SPORTGEFLüSTER - Dass sich Durchhaltevermögen und Leidensfähigkeit auch für Fans des Fußball-Oberligisten VfB Oldenburg auszahlen, bewies am Sonntag beim historischen 11:1-Erfolg gegen den Heesseler SV Jens Segebade auf eindrucksvolle Weise. Dieser hatte – wie berichtet – bei der manuellen Bedienung der Anzeigentafel im Marschwegstadion buchstäblich alle Hände voll zu tun und bewies in Ermangelung einer dritten „1“ sowie einer Vorrichtung für ein zweistelliges Ergebnis Ideenreichtum und Ausdauer.

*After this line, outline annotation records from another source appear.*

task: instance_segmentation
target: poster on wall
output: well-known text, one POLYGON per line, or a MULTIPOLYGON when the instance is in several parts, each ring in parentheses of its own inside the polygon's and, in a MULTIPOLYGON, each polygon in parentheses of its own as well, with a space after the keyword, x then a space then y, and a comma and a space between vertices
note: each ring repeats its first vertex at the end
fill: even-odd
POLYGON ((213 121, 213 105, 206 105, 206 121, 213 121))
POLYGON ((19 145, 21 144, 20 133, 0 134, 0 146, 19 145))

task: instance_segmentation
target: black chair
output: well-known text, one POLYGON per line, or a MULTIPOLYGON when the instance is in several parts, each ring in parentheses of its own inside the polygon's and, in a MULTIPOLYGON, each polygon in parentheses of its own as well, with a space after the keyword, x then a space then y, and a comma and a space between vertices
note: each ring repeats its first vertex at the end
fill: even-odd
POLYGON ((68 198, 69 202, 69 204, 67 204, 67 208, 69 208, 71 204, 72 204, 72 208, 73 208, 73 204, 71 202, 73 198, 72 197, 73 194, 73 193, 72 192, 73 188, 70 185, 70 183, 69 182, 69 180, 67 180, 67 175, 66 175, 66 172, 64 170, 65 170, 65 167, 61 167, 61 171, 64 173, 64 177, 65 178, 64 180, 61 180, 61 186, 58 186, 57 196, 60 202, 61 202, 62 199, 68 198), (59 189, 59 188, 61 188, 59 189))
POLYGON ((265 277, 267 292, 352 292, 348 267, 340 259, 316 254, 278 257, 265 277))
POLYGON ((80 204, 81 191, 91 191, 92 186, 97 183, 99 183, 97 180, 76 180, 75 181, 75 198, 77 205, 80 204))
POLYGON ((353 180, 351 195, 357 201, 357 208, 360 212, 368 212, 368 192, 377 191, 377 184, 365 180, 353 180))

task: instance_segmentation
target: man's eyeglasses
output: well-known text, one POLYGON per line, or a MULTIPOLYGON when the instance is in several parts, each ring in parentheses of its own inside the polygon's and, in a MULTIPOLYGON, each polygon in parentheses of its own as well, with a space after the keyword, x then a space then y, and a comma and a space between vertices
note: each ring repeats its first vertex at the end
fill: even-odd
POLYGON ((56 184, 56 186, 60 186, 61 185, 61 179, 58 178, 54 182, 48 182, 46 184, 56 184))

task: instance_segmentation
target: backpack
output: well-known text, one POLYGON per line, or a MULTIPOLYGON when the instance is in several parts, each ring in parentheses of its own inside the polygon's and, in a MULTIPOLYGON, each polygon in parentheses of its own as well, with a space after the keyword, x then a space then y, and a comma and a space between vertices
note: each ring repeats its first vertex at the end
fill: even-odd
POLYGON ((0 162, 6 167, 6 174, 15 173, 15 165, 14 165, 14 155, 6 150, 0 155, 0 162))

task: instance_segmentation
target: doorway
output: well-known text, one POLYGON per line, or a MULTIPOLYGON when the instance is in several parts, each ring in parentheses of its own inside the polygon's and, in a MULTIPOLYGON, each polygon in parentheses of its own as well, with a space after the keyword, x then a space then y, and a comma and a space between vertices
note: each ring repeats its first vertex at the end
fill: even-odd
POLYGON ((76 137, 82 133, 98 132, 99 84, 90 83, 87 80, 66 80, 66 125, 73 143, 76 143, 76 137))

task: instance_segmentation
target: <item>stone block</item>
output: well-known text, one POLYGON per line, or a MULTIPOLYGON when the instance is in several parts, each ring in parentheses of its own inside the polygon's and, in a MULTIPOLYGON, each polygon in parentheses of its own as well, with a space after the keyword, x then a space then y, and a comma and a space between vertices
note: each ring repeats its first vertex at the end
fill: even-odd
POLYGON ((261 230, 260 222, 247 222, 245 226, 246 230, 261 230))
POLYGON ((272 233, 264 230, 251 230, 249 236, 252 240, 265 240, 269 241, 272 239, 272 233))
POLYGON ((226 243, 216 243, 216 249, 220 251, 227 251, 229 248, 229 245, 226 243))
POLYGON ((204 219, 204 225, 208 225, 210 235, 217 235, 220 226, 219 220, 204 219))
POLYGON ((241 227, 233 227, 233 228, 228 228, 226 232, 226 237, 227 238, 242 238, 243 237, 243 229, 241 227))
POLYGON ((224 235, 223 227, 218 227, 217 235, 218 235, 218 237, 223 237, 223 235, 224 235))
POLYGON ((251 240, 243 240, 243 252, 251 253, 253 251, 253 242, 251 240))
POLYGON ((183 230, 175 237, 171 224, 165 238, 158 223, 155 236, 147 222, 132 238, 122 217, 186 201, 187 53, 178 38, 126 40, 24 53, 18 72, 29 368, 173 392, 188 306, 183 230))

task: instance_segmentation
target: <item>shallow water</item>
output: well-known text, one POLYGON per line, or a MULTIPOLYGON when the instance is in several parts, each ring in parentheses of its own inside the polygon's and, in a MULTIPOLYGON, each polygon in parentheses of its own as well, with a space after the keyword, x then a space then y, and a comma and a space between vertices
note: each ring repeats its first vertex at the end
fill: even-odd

So avancierte Segebade, dem gegen Ende der Partie Peter Serwuschuk vom Fanclub „Blaue Zitrone“ helfend zur Seite sprang, zum absoluten Publikumsliebling. Dabei wollte er seinen Job am Spielfeldrand in der für den VfB katastrophalen Rückrunde der vergangenen Saison schon hinschmeißen, weil er glaubte, den Blau-Weißen Unglück zu bringen. VfB-Vorstand

Stephan Wulf konnte Segebade aber zum Weitermachen motivieren. Dass dieser für die kommenden Spiele nun einen zweiten Nagel auf VfB-Seite sowie eine dritten Zahlensatz zur Verfügung gestellt bekommt, wollte Jörg Rosenbohm indes offiziell nicht bestätigen. „Ein solches Ergebnis wird es so schnell nicht wiedergeben“, prophezeit der Zweite Vorsitzende, der die Spiele des VfB seit seinem achten Lebensjahr verfolgt und sich an ein Endergebnis in ähnlicher Höhe nicht erinnern kann.

Auch ein massives Konkurrenz-Programm in der Stadt konnte Oldenburgs Basketball-Freunde nicht davon abhalten, sich einen ersten Eindruck vom neuen Team der EWE Baskets zu verschaffen. 2500 Fans waren zur Saisoneröffnung des Erstligisten gekommen, um das Testspiel gegen Leuven (79:56) zu verfolgen. „Es war eine gelungene Veranstaltung, die gezeigt hat, wie hungrig die Fans auf Basketball sind“, freute sich Geschäftsführer Hermann Schüller.

Während der Partie fehlte ein Mitglied des Baskets-Teams: Maskottchen Hubird. Aufgrund einer Verletzung musste rasch für Ersatz gesorgt werden, und pünktlich zur Autogrammstunde war auch der gefiederte Vertreter im Trikot mit der Nummer 1 wieder präsent.

Thomas Braumann (Bremen) bleibt zwei weitere Jahre Präsident der Basketball-Bundesliga (BBL). Als Vizepräsidenten fungieren wie bisher Marko Beens (Artland Dragons) und der ehemalige EWE-Baskets-Manager Jens Brämer (Köln 99ers).